誰にでも言える秘密の話

東京 大学生 文学部 20歳 男 短歌、エッセイ、小説、詩

缶コーヒー

こんな寒い日には午後の紅茶が飲みたくなる。

 

 

高校二年生の冬、決まって休み時間は友達と自販機へ駆け出していた。

教室から遠くに設置されている自販機へ駆け出していくのは飲みながら残り僅かな時間、2人で何かを語りたかったからであった。

 

彼はいつも決まって缶コーヒーを買っていた。私はコーヒーが飲めないからと言って午後の紅茶を買って2人で飲んだ。

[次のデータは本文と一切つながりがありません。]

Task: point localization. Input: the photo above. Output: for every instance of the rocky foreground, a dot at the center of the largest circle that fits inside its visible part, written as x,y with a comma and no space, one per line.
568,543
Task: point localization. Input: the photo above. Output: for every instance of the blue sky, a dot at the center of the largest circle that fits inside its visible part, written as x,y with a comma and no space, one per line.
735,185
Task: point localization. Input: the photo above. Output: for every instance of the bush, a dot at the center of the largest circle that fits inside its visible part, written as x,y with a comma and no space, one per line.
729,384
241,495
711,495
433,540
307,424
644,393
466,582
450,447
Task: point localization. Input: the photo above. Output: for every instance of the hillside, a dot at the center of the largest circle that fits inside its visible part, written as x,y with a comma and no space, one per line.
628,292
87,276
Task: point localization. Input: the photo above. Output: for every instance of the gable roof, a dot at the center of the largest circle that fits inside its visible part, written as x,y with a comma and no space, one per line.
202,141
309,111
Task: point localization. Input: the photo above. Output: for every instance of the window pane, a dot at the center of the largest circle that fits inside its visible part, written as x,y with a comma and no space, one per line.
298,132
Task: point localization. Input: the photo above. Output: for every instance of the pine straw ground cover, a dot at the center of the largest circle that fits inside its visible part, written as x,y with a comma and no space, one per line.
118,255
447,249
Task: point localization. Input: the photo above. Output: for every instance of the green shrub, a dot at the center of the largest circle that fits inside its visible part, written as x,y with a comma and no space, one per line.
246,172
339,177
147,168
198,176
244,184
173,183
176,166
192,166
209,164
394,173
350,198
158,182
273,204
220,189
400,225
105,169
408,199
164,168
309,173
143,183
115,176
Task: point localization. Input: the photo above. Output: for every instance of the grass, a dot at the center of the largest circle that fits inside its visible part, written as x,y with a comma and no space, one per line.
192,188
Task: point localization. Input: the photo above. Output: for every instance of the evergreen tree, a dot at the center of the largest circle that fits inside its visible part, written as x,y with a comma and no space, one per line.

手がやけどするほどに熱いその缶をお手玉しながらよく未来の希望を語った。

一気飲み競争をしていつも私が勝ったこと、毎回舌を火傷したこと、夕日が海に落ちていくのを見て「冬が終わるな」と言った友達の横顔。

今でも思い出せる。

 

今、彼は東京大学理科一類に落ちて慶應義塾大学経済学部で女を食いまくってるらしい。

私は慶應義塾大学法学部に落ちて早稲田大学文学部で麻雀による金銭のやり取りでしか喜びを見いだせない。

 

 

今日は本当に寒い。こんな寒い日は午後の紅茶を飲みたくなる。

でも缶コーヒーを買って一気飲みした。相変わらずコーヒーは飲めないままだったが飲みたくなる人の気持ちはわかる気がした。